For revenue growth, the company hopes to catch up with peers by FY27. FY26 is expected to be a year of faster progress but not a sharp jump.

Management said they’re careful about contract and margin risks and won’t chase growth at any cost.

In BPO, the company is moving from traditional voice support to AI-based hybrid models, where humans and machines work together.

It also said that most of the loss-making parts of the business were shut down in FY24 and FY25. The current focus is to improve underperforming segments instead of exiting more.

Key Metrics and Insights

Here are some other useful details from the FY25 results:

  • Tech Mahindra now works with 162 Fortune 500 clients, adding around 10% of this base in FY25.
  • Net Promoter Score (NPS) improved significantly, especially among CXO-level stakeholders.
  • Employee satisfaction reached a three-year high, with faster response on internal processes like expense claims.
  • Over 70% of lateral hires for general roles accepted their offers; for niche roles, the acceptance was lower.
  • Gender diversity across the workforce also improved during the year.

Investor Questions: What They Asked, What Tech Mahindra Said

  • Margins: The company saved 20–30 basis points by cutting non-core work and got a 30–40 basis point benefit from currency changes.
  • Deal wins: Management said strong wins came from deeper relationships, not just lower prices.
  • Manufacturing: Exposure to Europe auto sector is low; more traction seen in Japan and process manufacturing.
  • BPO and GenAI: Most of the BPS business is now tech-enabled; only one-third is voice-based.
  • Deal Pipeline: The company expects $600–800 million in deal wins per quarter, depending on market conditions.

Final Words from Management

Tech Mahindra’s leaders spoke in a clear and grounded tone.

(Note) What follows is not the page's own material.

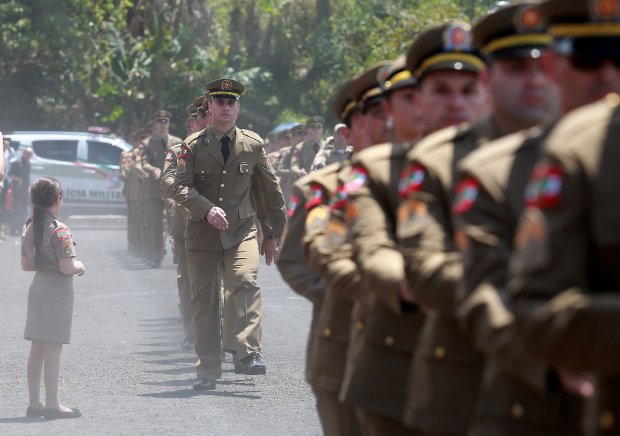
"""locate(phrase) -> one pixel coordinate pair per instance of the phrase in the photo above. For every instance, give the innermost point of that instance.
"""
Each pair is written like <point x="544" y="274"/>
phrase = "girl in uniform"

They’re not over-promising but are confident that the hard work done in FY25 will help in FY26 and beyond.

The focus remains on execution, margin improvement, and AI-led transformation. Project Fortius will continue to drive profits, and investments in consulting and AI are expected to become major growth areas.

The company also maintained a high dividend payout, showing its commitment to shareholder returns.

Tech Mahindra FY25 Results Strong Deal Wins, Margin Growth & AI Push


FAQs

What was Tech Mahindra’s total revenue in FY25?

Tech Mahindra reported a revenue of $6,264 million in FY25.

What is Project Fortius?

It’s a program to improve margins by using automation, better pricing, and integrating acquired businesses.

How did Tech Mahindra perform in BFSI?

The BFSI segment grew 5.2% YoY, with strong new client additions.

Is Tech Mahindra investing in AI?

Yes. It launched a strategy called “AI Delivered Right” and is working with partners like NVIDIA, Google, and Qualcomm.

What is the company’s outlook for FY26?

Management expects gradual growth, continued margin improvement, and a focus on execution.